João Paul Barreto Lima, Rosijane Fernandes Moura, Wolfgang Kapfhammer, Jaime Diakara Moura Fernandes, Silvio Sanches Barreto.

Nosology and Sustainability: Indigenous healing knowledge and sustainable human-environment relations in Northwestern Amazonia

This project is situated at the interface of social anthropology and medicine to investigate the impact of Indigenous healing methods on human-environment relationships in northwestern Amazonia.

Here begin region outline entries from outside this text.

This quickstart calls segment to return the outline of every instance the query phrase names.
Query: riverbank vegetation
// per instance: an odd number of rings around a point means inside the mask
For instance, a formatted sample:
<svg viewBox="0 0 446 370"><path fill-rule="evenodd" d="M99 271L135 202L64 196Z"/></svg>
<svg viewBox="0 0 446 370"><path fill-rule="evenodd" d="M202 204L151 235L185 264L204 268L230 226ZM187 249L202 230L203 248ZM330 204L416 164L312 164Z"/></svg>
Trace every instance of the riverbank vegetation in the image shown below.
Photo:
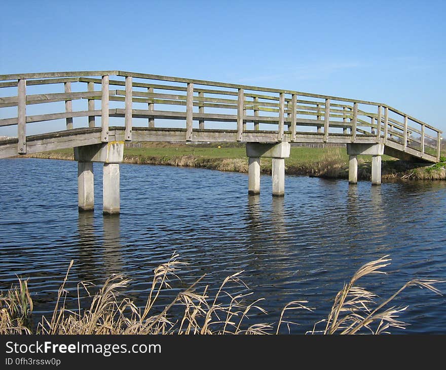
<svg viewBox="0 0 446 370"><path fill-rule="evenodd" d="M132 143L124 150L124 162L181 167L199 167L219 171L247 172L248 161L244 145L236 143L184 144ZM446 156L446 152L443 153ZM29 155L29 157L73 160L71 149ZM410 163L383 156L383 181L402 179L446 179L446 158L434 165ZM358 158L358 178L370 180L371 157ZM326 178L348 178L348 156L345 147L291 147L285 161L285 173ZM271 160L262 158L261 170L271 174Z"/></svg>
<svg viewBox="0 0 446 370"><path fill-rule="evenodd" d="M390 303L403 290L418 286L441 294L435 286L444 282L436 280L413 280L394 294L380 302L374 293L360 287L361 278L373 274L383 274L390 264L385 256L366 263L353 275L334 299L331 310L325 318L316 322L311 334L358 334L387 333L393 328L404 328L399 315L407 306L396 307ZM36 330L30 323L33 304L26 280L19 279L18 283L0 295L0 334L278 334L295 324L292 316L296 311L312 309L306 301L290 302L282 310L276 322L268 321L267 313L262 308L262 299L249 301L251 293L243 291L247 287L241 280L243 272L227 277L219 288L214 291L203 286L199 278L185 289L180 289L169 304L160 308L156 304L165 289L173 285L172 278L177 278L178 269L185 264L174 254L166 263L154 271L151 287L144 307L137 307L125 289L130 281L121 275L113 275L104 284L94 289L91 283L78 285L78 309L68 309L65 305L69 293L65 286L66 275L59 289L56 303L51 317L43 316ZM240 286L241 292L230 293L231 285ZM83 309L80 290L85 289L90 302ZM211 291L215 291L211 293ZM248 315L263 315L266 321L249 325Z"/></svg>

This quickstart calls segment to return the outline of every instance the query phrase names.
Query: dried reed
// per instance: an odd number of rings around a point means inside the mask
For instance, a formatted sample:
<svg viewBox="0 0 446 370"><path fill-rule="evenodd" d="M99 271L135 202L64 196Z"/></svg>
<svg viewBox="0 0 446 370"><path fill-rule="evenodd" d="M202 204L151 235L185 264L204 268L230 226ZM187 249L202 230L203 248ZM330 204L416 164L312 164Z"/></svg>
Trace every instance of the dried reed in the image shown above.
<svg viewBox="0 0 446 370"><path fill-rule="evenodd" d="M416 286L441 294L436 284L444 282L437 280L413 280L406 283L388 299L377 303L376 294L357 285L366 275L385 274L382 269L390 260L384 256L365 264L338 293L326 319L317 322L308 334L373 334L388 333L391 327L404 328L406 324L398 319L407 306L389 306L389 303L406 288ZM119 292L126 288L130 280L120 275L113 275L92 297L90 307L81 309L80 290L85 289L90 295L90 283L78 285L77 311L66 307L68 291L65 289L71 261L64 281L59 289L52 317L43 317L38 325L37 333L42 334L279 334L282 325L296 323L285 320L285 314L297 310L312 311L306 301L295 301L282 310L276 323L256 323L248 325L246 320L253 311L266 314L259 306L263 299L249 302L252 293L230 293L233 285L247 287L240 279L243 272L227 277L213 295L208 285L199 291L196 288L204 276L180 292L159 312L154 306L160 292L170 288L170 279L178 278L178 269L185 264L174 253L166 263L154 271L148 297L143 308L137 307L129 298L121 298ZM182 314L174 314L172 308ZM32 311L32 301L27 280L19 279L18 286L12 287L6 295L0 295L0 333L31 334L29 318ZM175 317L176 318L175 318ZM325 323L325 329L316 330L318 324Z"/></svg>

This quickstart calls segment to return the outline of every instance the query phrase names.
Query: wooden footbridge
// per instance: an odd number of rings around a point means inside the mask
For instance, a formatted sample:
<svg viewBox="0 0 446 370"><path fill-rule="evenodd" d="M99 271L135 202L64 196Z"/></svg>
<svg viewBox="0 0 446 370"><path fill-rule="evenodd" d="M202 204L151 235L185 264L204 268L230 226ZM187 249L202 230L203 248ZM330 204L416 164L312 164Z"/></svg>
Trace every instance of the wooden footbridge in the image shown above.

Specifically, the project seeks to explore ethnographically the ways Indigenous healing knowledge, which holds balanced relationships with non-human beings as prerequisite for individual integrity of the body, establishes „rules of life“ that have the potential to create sustainability in a “Western” sense. The Institute of Social and Cultural Anthropology at LMU and the Global Mental Health Research Group at LMU Klinikum collaborate on this research question with Indigenous members of the Institute of Social Anthropology at the University of Manaus (UFAM). This interdisciplinary research connects Indigenous, anthropological, and medical perspectives as an innovative and decolonial contribution to discourse and practice of perpetuating strategies of sustainability to meet the challenges of planetary climate change.

This project is funded by the LMU Munich funding for sustainability and it collaborates closely with the DFG-funded Reinhart Koselleck-Project on Planetary Healing as Transformative Process, led by Eveline Dürr, Project number: 529294330.